Could you help me guys.:$
I try to built the code and for the first procedure i should open first the file. The file which i should opened its depend on the input i gave. Compiling it's OK. But It's not working. There no sign at all.
Here the code. (i am also attach kind of file i should open in this code)
#include <stdio.h>
#include <io.h>
#include <stdlib.h>
#include <string.h>
main()
{
FILE *finput, *fopen();
int i;
char pfile[80];
printf ("Type number of input (between 1 to 3): ");
scanf ("%i", i);
if (i = 1)
pfile == "pf1";
else if (i = 2)
pfile == "pf2";
else if (i = 3)
pfile == "pf3";
else
{printf ("Invalid Input, the number should between 1 to 3!!!");}
finput = fopen(pfile, "r");
if(finput==NULL) {printf("Error: can't open the file.txt\n");return 2;}
else {printf("File opened successfully.\n");}
fclose(finput);
system("pause");
return(0);
}
Well do you know what exactly you are doing or what you want to do ?

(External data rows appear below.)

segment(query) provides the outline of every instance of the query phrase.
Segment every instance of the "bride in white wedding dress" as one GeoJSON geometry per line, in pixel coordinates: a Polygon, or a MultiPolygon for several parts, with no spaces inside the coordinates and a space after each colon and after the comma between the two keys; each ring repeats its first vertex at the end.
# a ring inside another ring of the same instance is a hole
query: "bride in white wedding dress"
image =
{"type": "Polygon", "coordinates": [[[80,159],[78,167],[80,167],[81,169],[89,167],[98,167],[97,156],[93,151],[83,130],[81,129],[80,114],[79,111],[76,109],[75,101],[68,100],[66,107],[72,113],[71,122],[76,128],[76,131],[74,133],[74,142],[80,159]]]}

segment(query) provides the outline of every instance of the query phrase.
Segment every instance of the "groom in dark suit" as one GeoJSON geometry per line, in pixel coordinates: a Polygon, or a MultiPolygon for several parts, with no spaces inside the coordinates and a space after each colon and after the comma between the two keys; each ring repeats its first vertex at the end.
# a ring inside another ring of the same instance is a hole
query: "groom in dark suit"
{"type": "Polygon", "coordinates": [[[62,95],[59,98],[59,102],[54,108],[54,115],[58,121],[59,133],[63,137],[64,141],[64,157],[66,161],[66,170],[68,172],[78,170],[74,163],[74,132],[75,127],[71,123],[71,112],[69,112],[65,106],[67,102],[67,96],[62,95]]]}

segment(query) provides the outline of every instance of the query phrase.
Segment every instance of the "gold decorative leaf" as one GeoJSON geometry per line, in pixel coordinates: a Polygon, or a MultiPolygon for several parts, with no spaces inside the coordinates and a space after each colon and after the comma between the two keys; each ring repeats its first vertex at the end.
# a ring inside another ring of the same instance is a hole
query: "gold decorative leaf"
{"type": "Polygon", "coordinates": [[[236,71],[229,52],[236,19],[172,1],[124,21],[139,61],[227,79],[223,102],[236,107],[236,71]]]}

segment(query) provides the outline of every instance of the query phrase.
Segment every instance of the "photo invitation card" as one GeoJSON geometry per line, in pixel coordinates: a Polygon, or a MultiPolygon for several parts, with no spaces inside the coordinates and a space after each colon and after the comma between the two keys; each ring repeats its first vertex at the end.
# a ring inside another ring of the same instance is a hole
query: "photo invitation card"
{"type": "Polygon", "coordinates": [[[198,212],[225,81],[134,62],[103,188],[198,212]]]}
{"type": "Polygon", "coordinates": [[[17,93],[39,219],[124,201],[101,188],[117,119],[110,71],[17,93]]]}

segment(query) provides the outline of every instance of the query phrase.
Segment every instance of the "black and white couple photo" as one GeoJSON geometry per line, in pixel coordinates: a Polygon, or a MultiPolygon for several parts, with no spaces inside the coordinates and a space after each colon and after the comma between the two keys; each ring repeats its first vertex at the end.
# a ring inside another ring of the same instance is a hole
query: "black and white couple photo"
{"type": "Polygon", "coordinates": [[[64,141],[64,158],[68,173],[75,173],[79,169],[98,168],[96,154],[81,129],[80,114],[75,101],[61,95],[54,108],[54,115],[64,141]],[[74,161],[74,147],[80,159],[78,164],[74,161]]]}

FILE *fopen(); // Why this ?
And what are you expecting the computer to display when you are just opening the file and closing it ?

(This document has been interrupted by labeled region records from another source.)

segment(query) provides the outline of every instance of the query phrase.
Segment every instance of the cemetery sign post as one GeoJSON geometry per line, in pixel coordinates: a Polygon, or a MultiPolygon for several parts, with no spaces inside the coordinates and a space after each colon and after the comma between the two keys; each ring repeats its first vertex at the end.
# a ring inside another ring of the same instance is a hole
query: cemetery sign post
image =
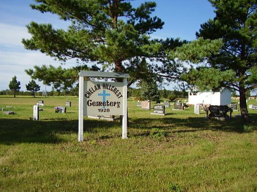
{"type": "Polygon", "coordinates": [[[84,116],[122,116],[122,139],[127,138],[127,78],[120,73],[81,71],[79,90],[79,142],[83,140],[84,116]],[[123,82],[84,81],[84,77],[122,78],[123,82]]]}

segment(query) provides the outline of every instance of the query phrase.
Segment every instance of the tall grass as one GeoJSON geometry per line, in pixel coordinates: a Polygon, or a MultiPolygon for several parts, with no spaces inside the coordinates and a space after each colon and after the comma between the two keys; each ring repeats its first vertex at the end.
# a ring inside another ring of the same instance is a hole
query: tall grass
{"type": "Polygon", "coordinates": [[[15,112],[0,113],[1,191],[257,190],[256,111],[243,132],[239,112],[224,121],[192,106],[158,116],[128,99],[127,139],[118,121],[85,117],[79,143],[78,99],[40,99],[0,97],[1,109],[15,112]],[[40,120],[31,120],[40,99],[40,120]],[[67,113],[55,113],[66,100],[67,113]]]}

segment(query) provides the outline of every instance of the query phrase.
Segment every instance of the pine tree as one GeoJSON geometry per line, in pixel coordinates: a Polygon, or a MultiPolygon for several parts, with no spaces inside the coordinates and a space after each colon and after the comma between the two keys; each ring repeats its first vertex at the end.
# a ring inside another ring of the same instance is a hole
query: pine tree
{"type": "Polygon", "coordinates": [[[36,93],[40,90],[40,86],[36,84],[34,80],[29,81],[28,84],[26,84],[26,89],[27,91],[30,91],[34,97],[35,97],[35,93],[36,93]]]}
{"type": "Polygon", "coordinates": [[[140,96],[143,100],[157,101],[160,99],[160,95],[156,82],[143,81],[140,83],[140,96]]]}
{"type": "Polygon", "coordinates": [[[21,89],[21,87],[20,87],[20,85],[21,82],[17,81],[17,77],[14,75],[9,84],[9,88],[10,89],[13,91],[14,97],[16,97],[16,92],[19,92],[21,89]]]}

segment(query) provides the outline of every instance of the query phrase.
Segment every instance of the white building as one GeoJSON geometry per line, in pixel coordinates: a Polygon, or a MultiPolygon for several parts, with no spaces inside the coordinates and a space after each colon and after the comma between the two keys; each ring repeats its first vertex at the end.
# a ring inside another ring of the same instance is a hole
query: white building
{"type": "Polygon", "coordinates": [[[205,91],[204,92],[188,92],[189,104],[201,104],[213,105],[224,105],[231,103],[231,92],[224,89],[219,92],[205,91]]]}

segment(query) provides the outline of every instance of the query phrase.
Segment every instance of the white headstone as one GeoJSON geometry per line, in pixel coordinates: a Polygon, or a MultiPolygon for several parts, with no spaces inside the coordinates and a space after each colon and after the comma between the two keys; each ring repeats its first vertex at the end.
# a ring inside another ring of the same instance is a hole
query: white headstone
{"type": "Polygon", "coordinates": [[[195,114],[200,114],[200,104],[196,104],[194,105],[194,113],[195,114]]]}
{"type": "Polygon", "coordinates": [[[33,106],[33,120],[34,121],[39,120],[39,106],[33,106]]]}

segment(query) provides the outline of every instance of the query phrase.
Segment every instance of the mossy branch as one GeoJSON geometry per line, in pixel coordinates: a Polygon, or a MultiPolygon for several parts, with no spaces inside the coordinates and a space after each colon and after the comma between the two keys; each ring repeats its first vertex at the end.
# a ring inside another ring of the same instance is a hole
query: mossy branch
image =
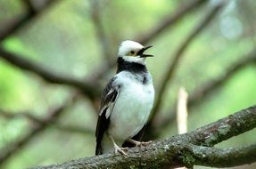
{"type": "Polygon", "coordinates": [[[255,127],[256,106],[253,106],[193,132],[153,142],[146,147],[131,148],[128,150],[129,157],[106,154],[34,169],[161,168],[166,165],[191,168],[194,165],[231,167],[251,164],[256,161],[256,144],[227,149],[211,146],[255,127]]]}

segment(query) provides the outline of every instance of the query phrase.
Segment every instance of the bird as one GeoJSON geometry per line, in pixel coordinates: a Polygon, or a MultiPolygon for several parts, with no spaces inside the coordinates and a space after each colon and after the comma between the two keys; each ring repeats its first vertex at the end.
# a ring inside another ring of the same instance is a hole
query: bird
{"type": "Polygon", "coordinates": [[[137,42],[121,42],[116,75],[109,81],[101,97],[96,125],[95,155],[125,152],[125,142],[146,145],[135,140],[140,136],[150,116],[154,100],[153,78],[145,65],[145,47],[137,42]]]}

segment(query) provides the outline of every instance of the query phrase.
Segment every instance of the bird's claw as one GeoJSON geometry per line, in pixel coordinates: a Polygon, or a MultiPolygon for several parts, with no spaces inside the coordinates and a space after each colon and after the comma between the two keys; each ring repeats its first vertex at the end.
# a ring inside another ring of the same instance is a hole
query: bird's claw
{"type": "Polygon", "coordinates": [[[128,155],[125,152],[128,151],[128,148],[120,148],[119,146],[115,146],[115,154],[118,155],[119,153],[128,157],[128,155]]]}

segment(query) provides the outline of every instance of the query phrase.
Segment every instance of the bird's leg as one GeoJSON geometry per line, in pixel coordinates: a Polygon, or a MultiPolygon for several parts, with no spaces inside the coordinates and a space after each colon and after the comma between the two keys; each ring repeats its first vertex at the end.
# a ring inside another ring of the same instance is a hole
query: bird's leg
{"type": "Polygon", "coordinates": [[[120,148],[120,147],[116,144],[116,142],[115,142],[113,137],[112,137],[111,135],[110,135],[110,134],[109,134],[108,136],[109,136],[109,138],[111,140],[111,141],[112,141],[112,143],[113,143],[113,146],[114,146],[114,149],[115,149],[115,154],[117,154],[118,152],[120,152],[120,153],[121,153],[121,154],[123,154],[123,155],[128,157],[128,155],[126,152],[124,152],[124,150],[127,150],[128,149],[127,149],[127,148],[120,148]]]}
{"type": "Polygon", "coordinates": [[[129,142],[135,144],[136,146],[139,146],[139,147],[140,147],[140,146],[146,146],[146,145],[152,143],[152,141],[149,141],[145,142],[145,141],[135,141],[135,140],[132,140],[131,138],[129,138],[128,141],[129,142]]]}

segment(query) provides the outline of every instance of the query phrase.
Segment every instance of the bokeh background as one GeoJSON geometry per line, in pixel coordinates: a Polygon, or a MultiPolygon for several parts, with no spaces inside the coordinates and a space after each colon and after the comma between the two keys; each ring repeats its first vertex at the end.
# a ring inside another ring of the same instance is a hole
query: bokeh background
{"type": "MultiPolygon", "coordinates": [[[[145,140],[177,134],[180,86],[188,131],[254,105],[255,8],[254,0],[0,0],[0,167],[95,155],[100,93],[126,39],[153,45],[156,94],[166,84],[145,140]]],[[[254,129],[217,147],[255,141],[254,129]]]]}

finput = fopen(pfile, "r");
if(finput==NULL) {printf("Error: can't open the file.txt\n");return 2;}
else {printf("File opened successfully.\n");}
fclose(finput);
And why so much complexity?char pfile[80];
printf ("Type number of input (between 1 to 3): ");
scanf ("%i", i); // Error here in scaning (no &)
if (i = 1)
pfile == "pf1";
else if (i = 2)
pfile == "pf2";
else if (i = 3)
pfile == "pf3";
else
{printf ("Invalid Input, the number should between 1 to 3!!!");}
finput = fopen(pfile, "r");
The complete thing above can be done just by:
char pfile[80];
printf ("Type number of input (between 1 to 3): ");
scanf ("%i",&i);
sprintf(pfile,"pf%d",i);
finput=fopen(pfile,"r");